The other site is the Milwaukee Journal/Sentinel, which also reproduces its papers from 1884-2007, and it has become an invaluable tool.

I would be interested to know if anyone knows of other free sites out there. Such a list would be helpful to other sports researchers.

Friday, March 04, 2011

Another BEA Panel Opportunity

This comes from Wayne Hepler, Vice Chair of the BEA Sports Division:

"If you, or someone you know, has an interest or research focus on sports and culture, a BEA panel is short one person due to his lack of funding for an overseas trip from UK.
This is the "Gooaal" panel at BEA in April and the focus is on media and sports culture, as you can read online at the BEA conference website. Two panelists are addressing hockey and baseball, leaving a lot of room for something else (soccer is the absent topic now, but football, basketball, poker, horse racing, etc., would certainly work).
This could be fun, perhaps without too much preparation to do it well, if it could serve your purposes."
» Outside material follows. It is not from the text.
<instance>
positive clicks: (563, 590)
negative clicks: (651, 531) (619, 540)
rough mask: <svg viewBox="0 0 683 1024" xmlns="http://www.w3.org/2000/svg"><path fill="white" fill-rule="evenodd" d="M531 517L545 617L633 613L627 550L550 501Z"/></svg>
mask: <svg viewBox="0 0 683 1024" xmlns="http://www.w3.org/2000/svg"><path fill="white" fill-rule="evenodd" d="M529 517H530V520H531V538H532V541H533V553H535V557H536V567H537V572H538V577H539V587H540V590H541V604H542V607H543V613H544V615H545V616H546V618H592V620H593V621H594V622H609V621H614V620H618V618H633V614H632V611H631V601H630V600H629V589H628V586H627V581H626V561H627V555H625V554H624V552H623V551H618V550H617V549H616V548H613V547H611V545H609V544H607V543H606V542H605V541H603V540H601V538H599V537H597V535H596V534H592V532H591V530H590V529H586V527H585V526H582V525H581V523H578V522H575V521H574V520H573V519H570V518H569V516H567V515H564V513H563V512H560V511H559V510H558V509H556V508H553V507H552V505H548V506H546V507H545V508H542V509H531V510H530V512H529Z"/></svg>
I know Wayne's name is spelled and pronounced "Hepler", but it still makes me think of the classic scene with Sam Kinson and Rodney Dangerfield in Back to School (the part I'm thinking of is at the 1:55 mark).

Wednesday, March 02, 2011

BEA Panel: Panelist Needed

The Broadcast Education Association convention is coming up April 9-13 in Las Vegas, and one of the Sports Division panels needs help. Denise Belafonte is seeking panelists for her BEA2011 panel BEA-HD, 2D, 3D "Heightened Dimension" the rise of Sports in 3 Dimensions, Where Do the Colleges Go From Here? If you'd like to be a panelist, or would like more information about the panel, please contact Denise at dbelafonte@lynn.edu.

On the subject of panels, the JSM panel, which features some recently published authors discussing their research, is at 1:15, Monday, April 11. This session will feature Ray Gamache of St. Scholastica talking about "Genealogy of the Sportscast Highlight Form;" Steve Hill and Chang Wan Woo of Wisconsin-Stevens Point will present "New Media, New Audiences and New Questions: Exploring a Communication Research Agenda for Fantasy Sports;" and Tang Tang of Akron and Roger Cooper of Ohio State will offer "The First Online Olympics: The Interactions between Internet Use and Sports Viewing."

There are several sports related panels, papers and research presentations on the program calendar, so I hope you can make it to Vegas in April.